A partir de là, Romain – alias Gaston – ne nous lâche plus. Seul en scène, s’accompagnant au piano, guitare, accordéon ou ukulélé ainsi que d’autres objets hétéroclites : électrophone, machine à écrire, cloches… il nous embarque dans son univers entre états d’âme, histoires et portraits ou le quotidien se charge de doute, d’étrangeté, de rêve.
Dans le monde de Gaston, il y a le flux de la vie, cette vague qui monte et descend, qui nous chahute, nous emporte, nous fait apaisés ou violents (On est des océans), ce désir de mer qui est aussi un espoir d’ailleurs, celui qui emporte Cécile Ballutin loin d’une vie monotone et sans fantaisie.
Dans l’esprit de Gaston, il y a la nostalgie, celle des disparus (On dit les morts absents) évoquée avec pudeur et tendresse, celle qui nous fait flâner au rythme d’une vie, au son des noms des rues de Paris, celle du souvenir des Amours de jeunesse.
Dans le cœur de Gaston, il y a l’amour, idéal, lumineux, Plus vivant qu’un vitrail, bien souvent incertain qui se ponctue d’un point, celui qu’on attend ou qu’on redoute, qui se vit dans l’absence seulement remplie d’un écran cathodique (Elle).
Dans la tête de Gaston, il y a de drôles d’idées, le bilan dérisoire d’une vie qui varie entre le trop plein et le rien, le sentiment de la fragilité de cette existence que l’image de la mort dans un miroir rend définitivement Provisoire.
Dans l’âme de Gaston, il y a la poésie, celle des écrits de Romain finement ciselés, celle empruntée à Dario Fo et Aragon pour dire « malgré tout que cette vie fut belle ».
Dans l’inventaire de Gaston, il y a mille et une trouvailles, bien des surprises, de l’humour, de la créativité, du rythme et de la précision. Car telle est la vertu de ce spectacle : Romain Lemire sait ici bâtir un univers mouvant sur une structure solide, un travail méticuleux qui ne laisse rien au hasard pour offrir toute la place à la spontanéité, à l’imaginaire. Rien n’est vain ni futile : utilisation intelligente des bandes sons, des accessoires, justesse des textes introduisant ou ponctuant les chansons, tout est au service du personnage de Gaston, fantasque, décalé mais où chacun se retrouve avec ses doutes, ses rêves, sa fragilité, son incertaine humanité.

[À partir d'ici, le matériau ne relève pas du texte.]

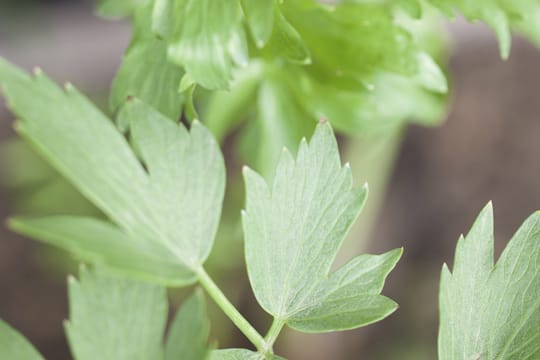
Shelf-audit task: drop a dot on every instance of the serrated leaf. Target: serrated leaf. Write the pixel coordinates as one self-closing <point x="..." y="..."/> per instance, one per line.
<point x="208" y="41"/>
<point x="113" y="318"/>
<point x="186" y="176"/>
<point x="293" y="231"/>
<point x="486" y="311"/>
<point x="276" y="106"/>
<point x="145" y="72"/>
<point x="14" y="346"/>
<point x="260" y="18"/>
<point x="240" y="354"/>
<point x="189" y="331"/>
<point x="502" y="16"/>
<point x="187" y="173"/>
<point x="99" y="242"/>
<point x="349" y="42"/>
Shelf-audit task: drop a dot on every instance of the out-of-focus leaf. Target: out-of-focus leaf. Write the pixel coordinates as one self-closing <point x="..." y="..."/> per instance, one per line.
<point x="119" y="8"/>
<point x="14" y="346"/>
<point x="146" y="73"/>
<point x="260" y="18"/>
<point x="501" y="15"/>
<point x="113" y="318"/>
<point x="226" y="109"/>
<point x="240" y="354"/>
<point x="286" y="42"/>
<point x="492" y="311"/>
<point x="349" y="42"/>
<point x="173" y="209"/>
<point x="208" y="40"/>
<point x="293" y="230"/>
<point x="189" y="331"/>
<point x="102" y="243"/>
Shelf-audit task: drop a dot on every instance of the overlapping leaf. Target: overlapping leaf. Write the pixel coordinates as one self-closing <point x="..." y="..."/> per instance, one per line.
<point x="146" y="73"/>
<point x="115" y="319"/>
<point x="492" y="311"/>
<point x="293" y="231"/>
<point x="189" y="331"/>
<point x="208" y="41"/>
<point x="169" y="214"/>
<point x="14" y="346"/>
<point x="502" y="16"/>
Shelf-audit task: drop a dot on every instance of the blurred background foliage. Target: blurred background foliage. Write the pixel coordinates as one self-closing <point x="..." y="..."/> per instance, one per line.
<point x="369" y="67"/>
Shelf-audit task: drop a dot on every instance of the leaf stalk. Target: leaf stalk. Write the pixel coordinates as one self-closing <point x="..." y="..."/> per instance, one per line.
<point x="230" y="310"/>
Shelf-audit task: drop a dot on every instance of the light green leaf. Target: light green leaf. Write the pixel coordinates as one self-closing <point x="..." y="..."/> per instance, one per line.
<point x="113" y="318"/>
<point x="187" y="175"/>
<point x="189" y="331"/>
<point x="276" y="106"/>
<point x="14" y="346"/>
<point x="147" y="74"/>
<point x="118" y="8"/>
<point x="492" y="312"/>
<point x="293" y="231"/>
<point x="175" y="207"/>
<point x="99" y="242"/>
<point x="209" y="40"/>
<point x="287" y="42"/>
<point x="350" y="296"/>
<point x="226" y="109"/>
<point x="240" y="354"/>
<point x="502" y="16"/>
<point x="260" y="18"/>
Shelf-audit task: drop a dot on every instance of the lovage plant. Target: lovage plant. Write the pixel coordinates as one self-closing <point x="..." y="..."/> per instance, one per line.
<point x="274" y="74"/>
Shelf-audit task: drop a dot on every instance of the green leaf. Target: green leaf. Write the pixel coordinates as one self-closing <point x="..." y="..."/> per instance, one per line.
<point x="487" y="311"/>
<point x="293" y="231"/>
<point x="113" y="318"/>
<point x="189" y="331"/>
<point x="348" y="43"/>
<point x="240" y="354"/>
<point x="276" y="106"/>
<point x="502" y="16"/>
<point x="147" y="74"/>
<point x="14" y="346"/>
<point x="260" y="18"/>
<point x="118" y="8"/>
<point x="187" y="173"/>
<point x="209" y="40"/>
<point x="286" y="42"/>
<point x="99" y="242"/>
<point x="226" y="109"/>
<point x="173" y="209"/>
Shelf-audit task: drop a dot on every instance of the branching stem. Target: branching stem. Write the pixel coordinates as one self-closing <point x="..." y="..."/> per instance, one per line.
<point x="241" y="323"/>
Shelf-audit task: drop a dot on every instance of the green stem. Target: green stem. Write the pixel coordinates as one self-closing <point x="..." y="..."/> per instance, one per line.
<point x="273" y="333"/>
<point x="221" y="300"/>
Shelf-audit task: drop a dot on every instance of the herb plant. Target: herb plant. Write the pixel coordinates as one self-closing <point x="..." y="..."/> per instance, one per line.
<point x="272" y="73"/>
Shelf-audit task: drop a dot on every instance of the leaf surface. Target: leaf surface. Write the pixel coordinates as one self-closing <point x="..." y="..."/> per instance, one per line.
<point x="208" y="41"/>
<point x="501" y="15"/>
<point x="146" y="73"/>
<point x="492" y="311"/>
<point x="173" y="210"/>
<point x="189" y="331"/>
<point x="113" y="318"/>
<point x="14" y="346"/>
<point x="293" y="231"/>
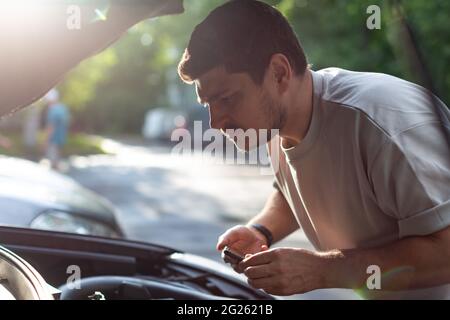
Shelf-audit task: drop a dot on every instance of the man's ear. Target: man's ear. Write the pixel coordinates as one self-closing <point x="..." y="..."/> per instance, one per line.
<point x="280" y="71"/>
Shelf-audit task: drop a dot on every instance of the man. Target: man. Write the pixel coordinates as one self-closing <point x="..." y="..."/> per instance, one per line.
<point x="56" y="128"/>
<point x="363" y="164"/>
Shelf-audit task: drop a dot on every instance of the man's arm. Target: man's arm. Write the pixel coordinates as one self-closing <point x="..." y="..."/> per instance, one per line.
<point x="276" y="216"/>
<point x="410" y="263"/>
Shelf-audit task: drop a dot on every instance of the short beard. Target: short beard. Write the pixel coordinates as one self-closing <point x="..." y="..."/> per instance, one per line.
<point x="276" y="118"/>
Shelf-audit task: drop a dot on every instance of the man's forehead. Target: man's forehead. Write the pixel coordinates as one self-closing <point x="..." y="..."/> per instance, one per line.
<point x="214" y="82"/>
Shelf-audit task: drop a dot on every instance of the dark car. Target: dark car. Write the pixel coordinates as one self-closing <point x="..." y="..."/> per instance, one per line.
<point x="36" y="197"/>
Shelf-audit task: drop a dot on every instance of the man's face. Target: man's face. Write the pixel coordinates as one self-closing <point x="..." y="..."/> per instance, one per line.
<point x="236" y="102"/>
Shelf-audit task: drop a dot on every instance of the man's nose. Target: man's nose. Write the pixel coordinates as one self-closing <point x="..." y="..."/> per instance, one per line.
<point x="216" y="121"/>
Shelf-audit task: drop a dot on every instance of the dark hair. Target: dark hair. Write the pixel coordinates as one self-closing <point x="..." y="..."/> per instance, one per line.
<point x="241" y="35"/>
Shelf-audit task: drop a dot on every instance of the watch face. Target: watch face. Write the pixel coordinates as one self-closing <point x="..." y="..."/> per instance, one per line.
<point x="230" y="256"/>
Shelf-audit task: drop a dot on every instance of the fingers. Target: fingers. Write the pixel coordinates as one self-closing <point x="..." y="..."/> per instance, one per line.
<point x="258" y="272"/>
<point x="228" y="238"/>
<point x="263" y="283"/>
<point x="260" y="258"/>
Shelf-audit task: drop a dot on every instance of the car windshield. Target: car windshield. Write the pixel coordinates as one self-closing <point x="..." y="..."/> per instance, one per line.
<point x="110" y="142"/>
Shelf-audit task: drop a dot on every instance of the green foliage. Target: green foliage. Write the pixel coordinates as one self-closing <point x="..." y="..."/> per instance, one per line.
<point x="112" y="91"/>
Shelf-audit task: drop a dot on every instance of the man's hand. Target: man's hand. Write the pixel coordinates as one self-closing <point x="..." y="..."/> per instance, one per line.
<point x="285" y="271"/>
<point x="244" y="240"/>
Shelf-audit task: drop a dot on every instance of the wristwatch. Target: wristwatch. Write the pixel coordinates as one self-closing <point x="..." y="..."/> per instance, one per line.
<point x="264" y="231"/>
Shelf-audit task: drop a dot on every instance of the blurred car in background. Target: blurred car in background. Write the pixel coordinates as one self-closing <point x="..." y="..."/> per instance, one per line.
<point x="36" y="197"/>
<point x="159" y="123"/>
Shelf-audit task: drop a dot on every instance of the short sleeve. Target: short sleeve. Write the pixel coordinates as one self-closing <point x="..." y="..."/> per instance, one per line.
<point x="411" y="179"/>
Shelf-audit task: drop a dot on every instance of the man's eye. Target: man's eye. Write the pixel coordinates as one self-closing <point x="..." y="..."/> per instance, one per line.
<point x="226" y="100"/>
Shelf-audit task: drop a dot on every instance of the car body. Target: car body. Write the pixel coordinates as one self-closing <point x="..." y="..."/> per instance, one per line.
<point x="34" y="196"/>
<point x="79" y="267"/>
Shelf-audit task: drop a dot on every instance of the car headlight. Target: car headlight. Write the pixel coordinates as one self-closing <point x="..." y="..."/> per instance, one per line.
<point x="66" y="222"/>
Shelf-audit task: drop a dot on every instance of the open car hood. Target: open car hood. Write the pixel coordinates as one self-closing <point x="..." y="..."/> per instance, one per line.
<point x="41" y="41"/>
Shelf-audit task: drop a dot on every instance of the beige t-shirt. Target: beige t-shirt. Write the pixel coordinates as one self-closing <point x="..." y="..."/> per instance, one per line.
<point x="374" y="166"/>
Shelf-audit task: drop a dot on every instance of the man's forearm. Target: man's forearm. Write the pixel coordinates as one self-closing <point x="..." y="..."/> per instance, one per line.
<point x="410" y="263"/>
<point x="277" y="217"/>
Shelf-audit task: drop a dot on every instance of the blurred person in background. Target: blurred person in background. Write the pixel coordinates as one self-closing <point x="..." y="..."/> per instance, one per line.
<point x="57" y="123"/>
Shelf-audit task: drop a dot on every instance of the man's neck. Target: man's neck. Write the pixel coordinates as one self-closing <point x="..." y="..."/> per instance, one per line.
<point x="298" y="112"/>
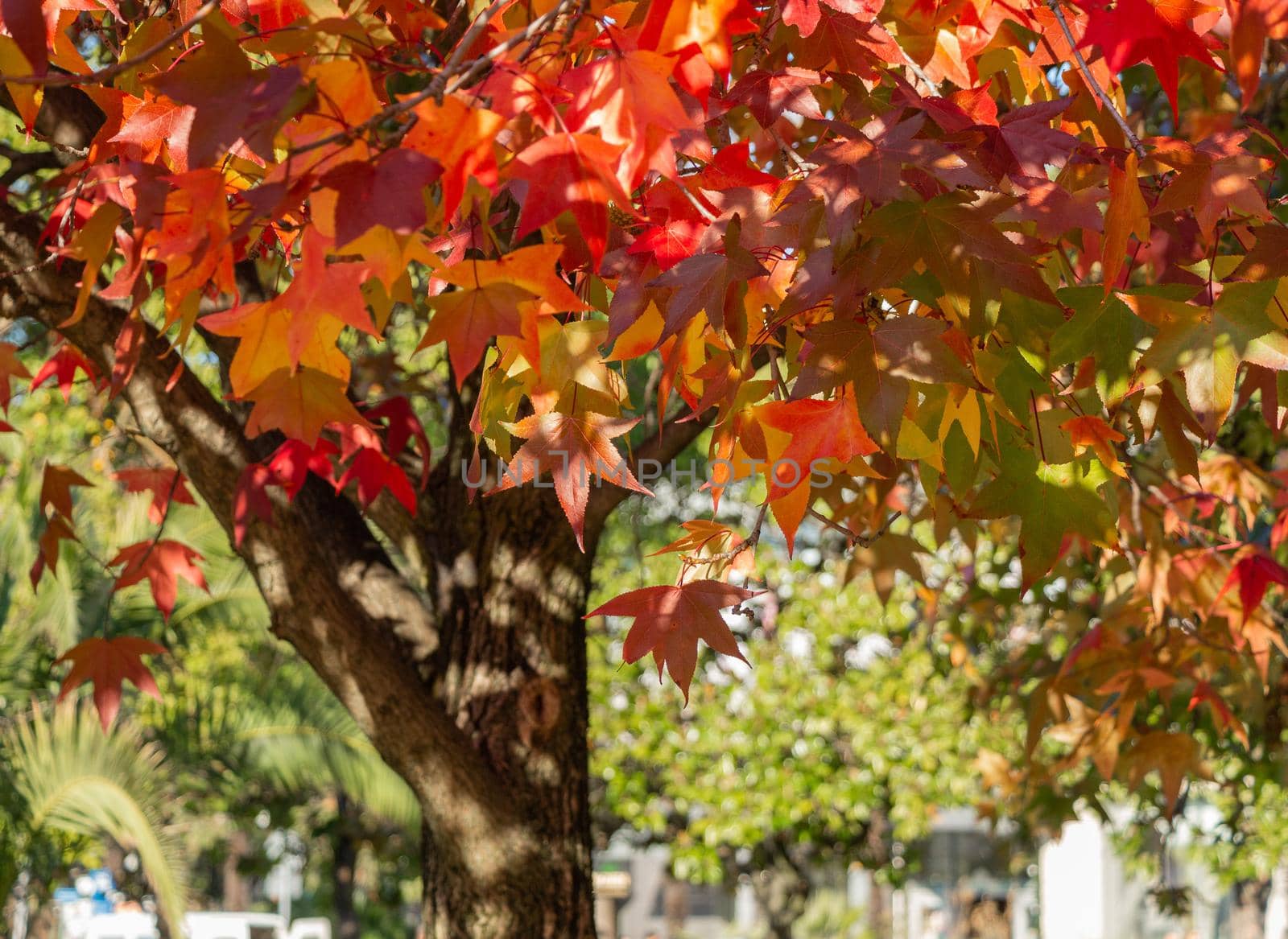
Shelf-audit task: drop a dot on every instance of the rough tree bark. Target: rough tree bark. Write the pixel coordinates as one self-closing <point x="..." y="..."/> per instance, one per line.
<point x="464" y="661"/>
<point x="345" y="864"/>
<point x="1249" y="908"/>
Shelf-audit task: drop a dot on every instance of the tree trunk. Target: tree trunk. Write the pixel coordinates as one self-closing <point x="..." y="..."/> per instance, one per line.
<point x="1249" y="908"/>
<point x="345" y="863"/>
<point x="510" y="589"/>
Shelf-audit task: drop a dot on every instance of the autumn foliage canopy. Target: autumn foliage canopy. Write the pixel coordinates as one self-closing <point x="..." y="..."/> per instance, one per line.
<point x="1004" y="272"/>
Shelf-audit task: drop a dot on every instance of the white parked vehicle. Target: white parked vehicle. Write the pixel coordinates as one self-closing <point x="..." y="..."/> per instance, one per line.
<point x="122" y="926"/>
<point x="253" y="926"/>
<point x="205" y="926"/>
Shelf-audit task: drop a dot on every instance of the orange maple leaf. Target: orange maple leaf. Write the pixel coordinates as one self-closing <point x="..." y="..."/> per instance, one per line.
<point x="106" y="664"/>
<point x="1092" y="432"/>
<point x="300" y="403"/>
<point x="572" y="450"/>
<point x="670" y="621"/>
<point x="161" y="563"/>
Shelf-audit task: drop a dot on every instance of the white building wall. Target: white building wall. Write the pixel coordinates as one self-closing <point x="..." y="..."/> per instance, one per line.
<point x="1073" y="883"/>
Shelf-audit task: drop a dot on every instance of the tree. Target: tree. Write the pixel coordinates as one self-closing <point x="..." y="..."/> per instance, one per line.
<point x="960" y="263"/>
<point x="840" y="746"/>
<point x="242" y="729"/>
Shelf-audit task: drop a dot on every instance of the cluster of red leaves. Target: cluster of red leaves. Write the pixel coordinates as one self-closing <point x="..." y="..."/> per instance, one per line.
<point x="895" y="254"/>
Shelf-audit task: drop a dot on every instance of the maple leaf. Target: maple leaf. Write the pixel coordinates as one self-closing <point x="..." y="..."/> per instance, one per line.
<point x="251" y="497"/>
<point x="572" y="448"/>
<point x="1174" y="755"/>
<point x="811" y="432"/>
<point x="1126" y="216"/>
<point x="869" y="164"/>
<point x="161" y="562"/>
<point x="165" y="484"/>
<point x="705" y="538"/>
<point x="770" y="94"/>
<point x="10" y="369"/>
<point x="633" y="106"/>
<point x="388" y="191"/>
<point x="1253" y="572"/>
<point x="291" y="464"/>
<point x="151" y="126"/>
<point x="300" y="326"/>
<point x="375" y="473"/>
<point x="1090" y="430"/>
<point x="849" y="42"/>
<point x="706" y="23"/>
<point x="299" y="405"/>
<point x="56" y="488"/>
<point x="1154" y="31"/>
<point x="1215" y="179"/>
<point x="403" y="428"/>
<point x="25" y="21"/>
<point x="496" y="298"/>
<point x="956" y="242"/>
<point x="62" y="366"/>
<point x="57" y="529"/>
<point x="670" y="621"/>
<point x="1108" y="332"/>
<point x="460" y="139"/>
<point x="708" y="282"/>
<point x="1051" y="500"/>
<point x="469" y="319"/>
<point x="229" y="102"/>
<point x="107" y="664"/>
<point x="1253" y="21"/>
<point x="1268" y="257"/>
<point x="571" y="173"/>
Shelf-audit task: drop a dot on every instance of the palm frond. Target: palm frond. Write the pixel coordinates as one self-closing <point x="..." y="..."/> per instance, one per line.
<point x="77" y="778"/>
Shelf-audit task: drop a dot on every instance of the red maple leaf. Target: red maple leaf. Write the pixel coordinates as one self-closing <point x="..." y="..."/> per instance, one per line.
<point x="386" y="192"/>
<point x="106" y="664"/>
<point x="165" y="486"/>
<point x="374" y="473"/>
<point x="572" y="448"/>
<point x="1255" y="574"/>
<point x="291" y="464"/>
<point x="670" y="621"/>
<point x="161" y="563"/>
<point x="62" y="366"/>
<point x="1158" y="31"/>
<point x="573" y="173"/>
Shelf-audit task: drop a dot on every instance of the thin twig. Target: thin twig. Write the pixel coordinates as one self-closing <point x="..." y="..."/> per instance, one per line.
<point x="473" y="68"/>
<point x="749" y="545"/>
<point x="1092" y="80"/>
<point x="457" y="57"/>
<point x="802" y="165"/>
<point x="920" y="74"/>
<point x="122" y="66"/>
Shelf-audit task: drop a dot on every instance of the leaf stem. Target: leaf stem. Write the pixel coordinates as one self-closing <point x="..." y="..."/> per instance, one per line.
<point x="122" y="66"/>
<point x="1092" y="84"/>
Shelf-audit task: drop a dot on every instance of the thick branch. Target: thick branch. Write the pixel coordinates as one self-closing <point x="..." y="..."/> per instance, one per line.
<point x="332" y="590"/>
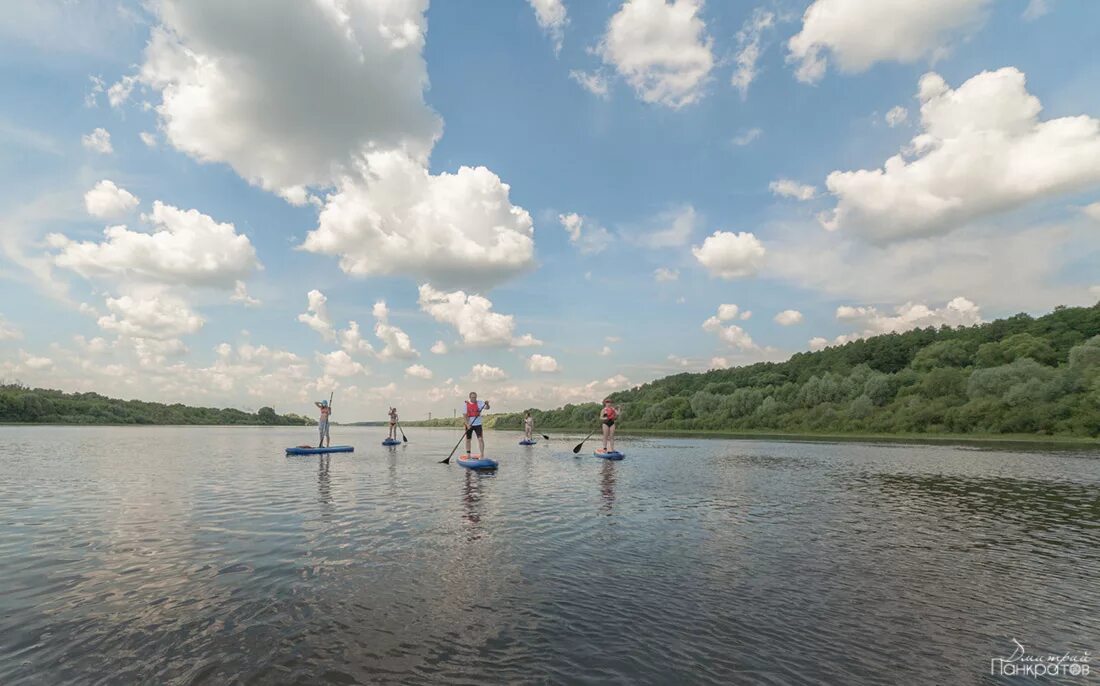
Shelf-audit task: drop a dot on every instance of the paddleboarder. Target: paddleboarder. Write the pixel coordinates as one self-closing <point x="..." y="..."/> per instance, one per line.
<point x="607" y="416"/>
<point x="322" y="423"/>
<point x="393" y="423"/>
<point x="474" y="408"/>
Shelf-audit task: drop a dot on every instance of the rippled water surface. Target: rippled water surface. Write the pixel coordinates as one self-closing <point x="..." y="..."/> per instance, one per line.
<point x="206" y="555"/>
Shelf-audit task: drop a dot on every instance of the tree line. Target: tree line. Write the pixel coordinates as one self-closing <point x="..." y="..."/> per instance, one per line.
<point x="20" y="404"/>
<point x="1020" y="375"/>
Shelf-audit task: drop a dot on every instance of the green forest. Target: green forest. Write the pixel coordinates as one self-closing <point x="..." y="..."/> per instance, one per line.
<point x="20" y="404"/>
<point x="1020" y="375"/>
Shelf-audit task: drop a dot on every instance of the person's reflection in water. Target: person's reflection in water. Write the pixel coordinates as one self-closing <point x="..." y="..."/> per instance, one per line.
<point x="471" y="504"/>
<point x="607" y="487"/>
<point x="323" y="484"/>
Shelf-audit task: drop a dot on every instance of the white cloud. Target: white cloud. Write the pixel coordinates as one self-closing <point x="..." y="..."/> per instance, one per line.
<point x="789" y="318"/>
<point x="34" y="362"/>
<point x="352" y="342"/>
<point x="788" y="188"/>
<point x="897" y="115"/>
<point x="730" y="255"/>
<point x="661" y="50"/>
<point x="230" y="93"/>
<point x="451" y="229"/>
<point x="1036" y="9"/>
<point x="241" y="295"/>
<point x="870" y="321"/>
<point x="990" y="122"/>
<point x="473" y="318"/>
<point x="748" y="48"/>
<point x="552" y="18"/>
<point x="418" y="372"/>
<point x="859" y="33"/>
<point x="118" y="93"/>
<point x="746" y="136"/>
<point x="106" y="200"/>
<point x="186" y="247"/>
<point x="727" y="311"/>
<point x="317" y="314"/>
<point x="486" y="373"/>
<point x="589" y="236"/>
<point x="972" y="261"/>
<point x="339" y="364"/>
<point x="397" y="343"/>
<point x="8" y="331"/>
<point x="733" y="334"/>
<point x="526" y="341"/>
<point x="669" y="229"/>
<point x="595" y="83"/>
<point x="664" y="274"/>
<point x="543" y="364"/>
<point x="91" y="98"/>
<point x="98" y="141"/>
<point x="150" y="314"/>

Le site de Romain Lemire, c’est ici ; ce que NosEnchanteurs a déjà dit de lui, c’est là.
S’il est un artiste
S’il est un poète de notre temps
S’il est un grand bricoleur joyeux
S’il est un homme fragile pour une terrible raison
S’il est un fidèle
Il est Romain Lemire.
Romain Lemire développe un univers poètique essentiel par nos temps fatigués, stressés, Amer. J’aimais déjà Romain et là maintenant j’aime aussi Gaston. Il est de ma famille.